Why performance indicators fail

PIs fail because they succeed! They are designed to separate a normal from an abnormal state in a ‘system under management’. Yet because they are brought into the system, into the way the system is managed, not merely to give an outward measure, they reduce or distort the capacity of the system to adapt; perhaps in inconsequential ways; perhaps in collusive state dependency.

Examples are easy to find, whether in relation to mechanical systems – the malfunctioning probe that overrides normal system adjustment; or more diffuse systems such as a finanicial system running on normal activity but with artificially maintained valuations. In such cases the detachment of the system of measurement from the nature of the system being measured is obvious after the event: shocking perhaps, but there is in fact no guarantee that certitude in the performance measure translates to macroscopic performance: to the quality of governance. Nor that an absence of evidence of performance translates to an absence of performance.
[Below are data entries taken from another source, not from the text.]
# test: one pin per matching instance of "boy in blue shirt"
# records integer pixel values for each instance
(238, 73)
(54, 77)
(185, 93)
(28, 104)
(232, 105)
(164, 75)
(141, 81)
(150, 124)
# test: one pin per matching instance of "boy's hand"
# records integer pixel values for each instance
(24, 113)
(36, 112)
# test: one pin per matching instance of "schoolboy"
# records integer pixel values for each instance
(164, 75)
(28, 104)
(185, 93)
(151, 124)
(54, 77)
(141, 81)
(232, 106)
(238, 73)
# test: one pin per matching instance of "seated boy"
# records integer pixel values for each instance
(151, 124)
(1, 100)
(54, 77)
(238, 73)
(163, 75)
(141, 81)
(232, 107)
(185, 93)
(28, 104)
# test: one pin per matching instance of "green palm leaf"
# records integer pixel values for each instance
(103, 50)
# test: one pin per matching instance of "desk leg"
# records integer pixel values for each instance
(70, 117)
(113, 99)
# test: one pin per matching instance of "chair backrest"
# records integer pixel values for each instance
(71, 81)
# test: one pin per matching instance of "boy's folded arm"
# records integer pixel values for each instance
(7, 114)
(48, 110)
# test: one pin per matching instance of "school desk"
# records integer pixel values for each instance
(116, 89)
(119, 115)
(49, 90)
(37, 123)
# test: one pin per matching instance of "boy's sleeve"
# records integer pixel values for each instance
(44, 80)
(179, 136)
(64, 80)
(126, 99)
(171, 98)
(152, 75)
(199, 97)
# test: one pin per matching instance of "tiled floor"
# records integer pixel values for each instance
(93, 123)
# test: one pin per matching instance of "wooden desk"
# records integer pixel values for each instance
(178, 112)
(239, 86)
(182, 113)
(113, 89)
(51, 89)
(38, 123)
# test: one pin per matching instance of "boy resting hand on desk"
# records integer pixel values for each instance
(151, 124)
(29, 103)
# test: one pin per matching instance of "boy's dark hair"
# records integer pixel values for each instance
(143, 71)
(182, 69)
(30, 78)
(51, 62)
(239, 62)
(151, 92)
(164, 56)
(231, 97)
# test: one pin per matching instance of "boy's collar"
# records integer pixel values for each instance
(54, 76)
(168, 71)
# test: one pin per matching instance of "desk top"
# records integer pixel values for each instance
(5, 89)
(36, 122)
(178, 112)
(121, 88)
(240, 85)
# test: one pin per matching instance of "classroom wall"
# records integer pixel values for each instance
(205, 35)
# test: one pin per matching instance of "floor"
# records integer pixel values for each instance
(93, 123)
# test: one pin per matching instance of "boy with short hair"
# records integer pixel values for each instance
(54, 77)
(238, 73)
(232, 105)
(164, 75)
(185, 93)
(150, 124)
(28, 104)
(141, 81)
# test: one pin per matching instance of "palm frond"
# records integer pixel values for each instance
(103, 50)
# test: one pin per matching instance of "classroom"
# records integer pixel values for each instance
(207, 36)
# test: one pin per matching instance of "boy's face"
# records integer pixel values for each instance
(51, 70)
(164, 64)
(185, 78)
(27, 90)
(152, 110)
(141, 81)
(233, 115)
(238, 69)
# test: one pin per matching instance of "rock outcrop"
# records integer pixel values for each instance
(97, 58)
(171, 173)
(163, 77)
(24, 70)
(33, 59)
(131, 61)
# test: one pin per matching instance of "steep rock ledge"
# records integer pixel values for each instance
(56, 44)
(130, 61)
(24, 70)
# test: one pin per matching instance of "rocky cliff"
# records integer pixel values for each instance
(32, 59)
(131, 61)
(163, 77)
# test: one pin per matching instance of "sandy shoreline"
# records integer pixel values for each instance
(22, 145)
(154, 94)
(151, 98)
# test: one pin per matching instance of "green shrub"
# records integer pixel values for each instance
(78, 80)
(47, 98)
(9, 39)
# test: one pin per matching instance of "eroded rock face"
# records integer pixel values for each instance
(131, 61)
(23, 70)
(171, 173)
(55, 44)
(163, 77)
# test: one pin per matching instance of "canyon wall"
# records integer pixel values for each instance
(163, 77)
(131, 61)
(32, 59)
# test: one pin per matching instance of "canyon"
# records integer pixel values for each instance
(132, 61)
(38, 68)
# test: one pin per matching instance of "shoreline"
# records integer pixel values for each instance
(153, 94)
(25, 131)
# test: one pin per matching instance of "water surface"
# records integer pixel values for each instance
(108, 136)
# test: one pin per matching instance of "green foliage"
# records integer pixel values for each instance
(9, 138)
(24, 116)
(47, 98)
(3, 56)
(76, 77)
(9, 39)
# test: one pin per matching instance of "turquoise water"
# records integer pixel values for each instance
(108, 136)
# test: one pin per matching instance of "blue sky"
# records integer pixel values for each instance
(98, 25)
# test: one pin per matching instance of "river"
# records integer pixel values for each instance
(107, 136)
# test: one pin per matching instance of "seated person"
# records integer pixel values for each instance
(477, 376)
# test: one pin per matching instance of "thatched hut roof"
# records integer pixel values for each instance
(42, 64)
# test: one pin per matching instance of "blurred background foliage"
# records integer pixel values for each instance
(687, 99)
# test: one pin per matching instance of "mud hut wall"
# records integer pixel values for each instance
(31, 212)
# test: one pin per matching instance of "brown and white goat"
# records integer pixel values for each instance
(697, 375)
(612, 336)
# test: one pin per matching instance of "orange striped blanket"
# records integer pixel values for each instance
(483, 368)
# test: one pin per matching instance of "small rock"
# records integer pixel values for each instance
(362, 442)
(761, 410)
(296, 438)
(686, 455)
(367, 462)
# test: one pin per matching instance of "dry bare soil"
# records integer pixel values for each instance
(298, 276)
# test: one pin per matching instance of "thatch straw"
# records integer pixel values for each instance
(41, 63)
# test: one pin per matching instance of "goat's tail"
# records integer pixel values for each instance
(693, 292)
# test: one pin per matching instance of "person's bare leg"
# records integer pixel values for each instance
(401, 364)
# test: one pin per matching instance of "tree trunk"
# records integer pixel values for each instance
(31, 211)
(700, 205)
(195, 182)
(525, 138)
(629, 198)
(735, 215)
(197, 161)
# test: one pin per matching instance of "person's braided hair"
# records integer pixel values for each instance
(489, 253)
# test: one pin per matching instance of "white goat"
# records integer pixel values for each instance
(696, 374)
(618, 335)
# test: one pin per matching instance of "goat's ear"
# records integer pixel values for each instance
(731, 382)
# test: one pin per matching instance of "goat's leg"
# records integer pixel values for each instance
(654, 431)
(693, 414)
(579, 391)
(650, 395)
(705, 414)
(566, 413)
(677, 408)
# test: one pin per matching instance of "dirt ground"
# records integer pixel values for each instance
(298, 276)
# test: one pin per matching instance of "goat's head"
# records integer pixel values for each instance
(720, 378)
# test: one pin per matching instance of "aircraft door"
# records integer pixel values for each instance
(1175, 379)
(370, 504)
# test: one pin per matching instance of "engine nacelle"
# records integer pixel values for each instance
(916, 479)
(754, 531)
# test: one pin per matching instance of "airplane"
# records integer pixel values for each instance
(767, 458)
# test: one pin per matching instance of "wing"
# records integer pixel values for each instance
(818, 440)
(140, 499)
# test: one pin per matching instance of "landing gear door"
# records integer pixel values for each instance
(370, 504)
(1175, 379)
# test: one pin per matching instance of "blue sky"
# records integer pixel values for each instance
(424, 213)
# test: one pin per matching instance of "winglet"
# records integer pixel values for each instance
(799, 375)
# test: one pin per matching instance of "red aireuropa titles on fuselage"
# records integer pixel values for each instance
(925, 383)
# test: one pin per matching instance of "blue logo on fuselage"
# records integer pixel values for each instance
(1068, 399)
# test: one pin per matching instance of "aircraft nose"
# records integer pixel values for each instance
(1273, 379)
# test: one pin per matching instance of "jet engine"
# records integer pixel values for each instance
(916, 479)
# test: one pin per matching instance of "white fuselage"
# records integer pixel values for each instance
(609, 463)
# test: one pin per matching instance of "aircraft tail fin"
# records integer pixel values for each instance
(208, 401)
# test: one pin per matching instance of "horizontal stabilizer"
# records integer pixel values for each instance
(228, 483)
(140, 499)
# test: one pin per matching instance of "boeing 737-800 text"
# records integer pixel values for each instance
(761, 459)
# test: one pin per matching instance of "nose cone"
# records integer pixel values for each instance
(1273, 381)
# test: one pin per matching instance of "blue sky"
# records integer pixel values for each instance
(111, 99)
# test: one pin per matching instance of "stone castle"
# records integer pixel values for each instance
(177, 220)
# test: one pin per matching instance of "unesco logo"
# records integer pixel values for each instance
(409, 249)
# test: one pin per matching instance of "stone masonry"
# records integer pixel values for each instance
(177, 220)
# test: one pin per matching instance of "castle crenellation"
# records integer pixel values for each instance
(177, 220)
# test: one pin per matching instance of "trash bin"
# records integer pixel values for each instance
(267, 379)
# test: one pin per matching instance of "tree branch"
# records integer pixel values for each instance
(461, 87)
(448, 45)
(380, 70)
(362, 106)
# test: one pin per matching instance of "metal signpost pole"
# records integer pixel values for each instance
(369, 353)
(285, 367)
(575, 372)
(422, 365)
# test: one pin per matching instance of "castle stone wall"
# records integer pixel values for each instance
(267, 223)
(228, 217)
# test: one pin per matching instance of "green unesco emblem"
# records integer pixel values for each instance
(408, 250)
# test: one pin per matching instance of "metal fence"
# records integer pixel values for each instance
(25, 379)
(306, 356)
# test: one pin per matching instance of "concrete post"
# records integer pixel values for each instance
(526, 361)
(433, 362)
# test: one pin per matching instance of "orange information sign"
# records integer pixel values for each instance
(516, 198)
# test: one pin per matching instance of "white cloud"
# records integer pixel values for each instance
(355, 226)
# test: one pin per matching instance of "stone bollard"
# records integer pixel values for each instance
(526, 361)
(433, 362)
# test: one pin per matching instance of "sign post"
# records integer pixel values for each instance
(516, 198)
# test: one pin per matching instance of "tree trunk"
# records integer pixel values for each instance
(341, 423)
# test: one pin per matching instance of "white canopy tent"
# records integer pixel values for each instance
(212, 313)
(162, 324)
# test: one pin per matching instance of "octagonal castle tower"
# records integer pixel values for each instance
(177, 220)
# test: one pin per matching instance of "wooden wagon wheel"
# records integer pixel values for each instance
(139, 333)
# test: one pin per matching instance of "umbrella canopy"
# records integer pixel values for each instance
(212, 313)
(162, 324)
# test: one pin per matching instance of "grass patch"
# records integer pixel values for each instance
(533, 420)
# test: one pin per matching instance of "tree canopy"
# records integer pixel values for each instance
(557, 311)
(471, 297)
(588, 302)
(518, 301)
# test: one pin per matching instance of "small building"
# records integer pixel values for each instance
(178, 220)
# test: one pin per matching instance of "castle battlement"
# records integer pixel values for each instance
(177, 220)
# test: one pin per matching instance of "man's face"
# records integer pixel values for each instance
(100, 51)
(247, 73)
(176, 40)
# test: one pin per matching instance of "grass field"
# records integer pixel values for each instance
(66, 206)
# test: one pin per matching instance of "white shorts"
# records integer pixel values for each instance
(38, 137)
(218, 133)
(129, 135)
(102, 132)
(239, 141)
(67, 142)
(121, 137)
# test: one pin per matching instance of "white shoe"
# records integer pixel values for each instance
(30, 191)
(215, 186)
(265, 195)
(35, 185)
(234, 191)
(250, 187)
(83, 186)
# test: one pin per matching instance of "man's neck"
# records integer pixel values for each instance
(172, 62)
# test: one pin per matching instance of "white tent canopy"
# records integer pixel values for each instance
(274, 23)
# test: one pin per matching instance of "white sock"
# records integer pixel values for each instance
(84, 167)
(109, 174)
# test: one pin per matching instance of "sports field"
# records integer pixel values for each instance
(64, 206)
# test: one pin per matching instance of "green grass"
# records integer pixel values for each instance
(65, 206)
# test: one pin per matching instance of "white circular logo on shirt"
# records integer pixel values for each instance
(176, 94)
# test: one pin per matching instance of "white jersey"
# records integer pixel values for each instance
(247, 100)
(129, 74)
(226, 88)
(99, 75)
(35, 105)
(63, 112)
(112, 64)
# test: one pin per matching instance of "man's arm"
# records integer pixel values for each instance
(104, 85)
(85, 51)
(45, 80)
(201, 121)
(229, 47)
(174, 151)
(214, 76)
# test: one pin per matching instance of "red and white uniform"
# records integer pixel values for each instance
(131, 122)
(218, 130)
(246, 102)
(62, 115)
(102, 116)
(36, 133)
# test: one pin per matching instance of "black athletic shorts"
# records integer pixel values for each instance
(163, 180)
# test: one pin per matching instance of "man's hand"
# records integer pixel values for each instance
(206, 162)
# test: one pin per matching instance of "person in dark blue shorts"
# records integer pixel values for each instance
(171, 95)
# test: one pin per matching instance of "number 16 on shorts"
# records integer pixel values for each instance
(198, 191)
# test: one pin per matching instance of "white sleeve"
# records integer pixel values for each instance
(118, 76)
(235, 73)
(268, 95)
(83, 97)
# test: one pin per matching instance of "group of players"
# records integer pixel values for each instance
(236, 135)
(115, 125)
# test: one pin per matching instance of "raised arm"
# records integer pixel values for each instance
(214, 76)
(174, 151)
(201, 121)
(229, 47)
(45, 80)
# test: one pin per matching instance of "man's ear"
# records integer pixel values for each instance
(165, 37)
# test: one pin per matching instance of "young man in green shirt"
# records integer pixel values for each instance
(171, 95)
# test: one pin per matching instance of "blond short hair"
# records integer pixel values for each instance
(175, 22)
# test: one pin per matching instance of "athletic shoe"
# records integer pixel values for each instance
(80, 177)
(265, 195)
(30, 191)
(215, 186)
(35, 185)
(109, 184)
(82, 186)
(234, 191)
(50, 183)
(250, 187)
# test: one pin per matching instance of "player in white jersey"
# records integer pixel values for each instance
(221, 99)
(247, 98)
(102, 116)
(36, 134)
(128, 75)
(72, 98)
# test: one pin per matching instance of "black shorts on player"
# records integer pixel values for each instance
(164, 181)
Yet ‘high performance’ is the currency of work contracts, of individuals as of organisations. It is how we judge managers, and how managers regulate their own behaviour. KPIs are the public face of managerial ability, how rewards are determined; how strategic pathways mapped; and how political programs framed. The ‘gap’ in public discourse is as real as any moral imperative, and in fact the more to be trusted because it lies outside moral or intellectual failures of the past. Closing the gap has moral urgency, because it has subsumed the debate on responsibility for the past, and the continuing failures of comprehension in the policy frameworks adopted.

The gaps – the contrast in outcomes according to social state, a form of social state determinism so relic of class consciousness perhaps if one were to enter into a psychoanalytical interpretation – show up social performance in a large sense. What happens then is outside of any effort or ingenuity in the construction. The ‘gap’ so revealed can be interpreted as a managerial lever. How to most effectively repair policy shortcomings, is to act on the elements of the indicator – reading rates, school performance scores, income poverty levels, crowding and so forth. And as such they have the quality of moving forward, while keeping intact the apparatus that lead to the gap.

That is the danger. Of course how is the citizenry or their body of servants and representatives to know that the system is healthy or not? The levers of government function as legislated; proximate effects are manifest.

Enter official statistics. Without fear or favour, it reflects the nation to itself. What is important, what is simply activity? OS rests on consent – on the authority resting in published measures outside performance within the programs of government – and on privileged access. OS, as expounded by NSOs, labours under a cloud of irrelevence if not illegitmacy, ironically a complement of the fatal success of the KPIs on which much management theory now seems to rely.

My presentation at the forthcoming ASC-IMS conference relates this heuristic to an emerging foundational account of inference within the reality of multiple data sourcing, drawing on the ever fecund concept of a learning organisation from the engineering literature. It nevertheless is foundationally and linguistically statistical.